Not surprisingly, the public has reacted to the soaring level of council tax. The talk is of capping, reviews and alternatives, but there were no demonstrators and no martyrs in court when the band D council tax was £689. It is not the tax that prompted the public backlash, but Labour's turning of council tax into another stealth tax—increasing it by the equivalent of 3 per cent. on income tax.

Alongside the additional pressures next year, we have hanging over us like the sword of Damocles the £340 million extra provided this year, which the Government have said that they will not consolidate into the baseline for 2005–06. That is the equivalent of an £18.70 band D increase in council tax next year—more than 1.5 per cent. before anyone has spent a single extra penny.

To conclude, and as we approach the local elections, perhaps the worst aspect of all this is the undermining of the transparency and accountability of local government.

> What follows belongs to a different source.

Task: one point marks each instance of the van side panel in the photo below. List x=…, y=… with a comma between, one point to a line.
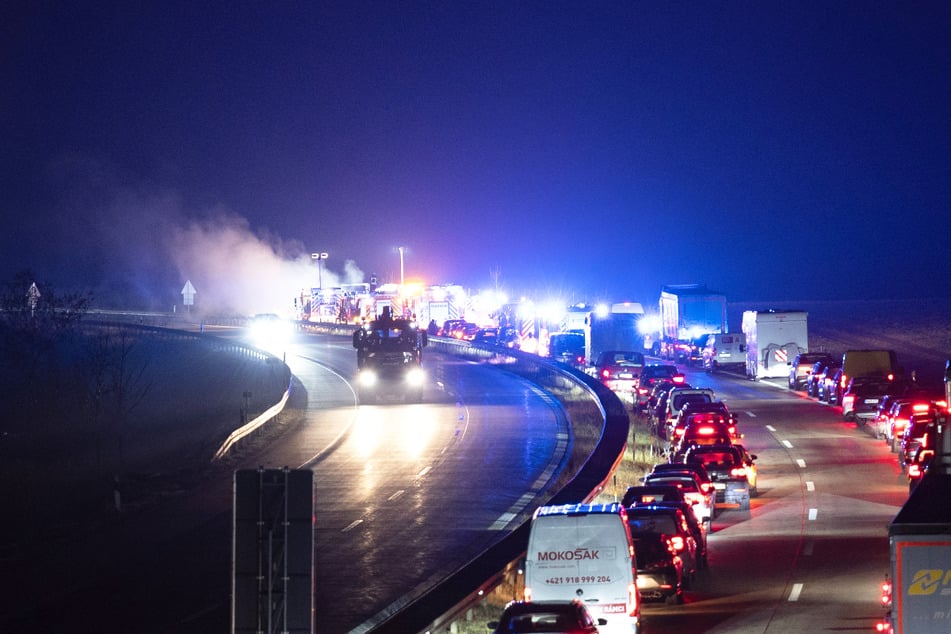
x=585, y=556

It is the so-called environmental protection and cultural services block—it has no single Minister to defend it, but has many local discretionary services within it—that always takes the hit and absorbs the cuts in local services, as local priorities have to give way to the central Government's agenda.

The council tax payer sees soaring bills, but at the same time experiences cuts in the services that are most important to him and his family. With the deluge of new responsibilities and burdens set to continue, with ring-fencing remaining a significant factor and with a capping regime in place, there is simply nothing that he can do about it, other than go to the ballot box on 10 June and send a clear and unequivocal message that local council tax payers have had enough of the torrent of burdens and bureaucracy that this meddling, interfering, bureaucratic Government are imposing on our local authorities.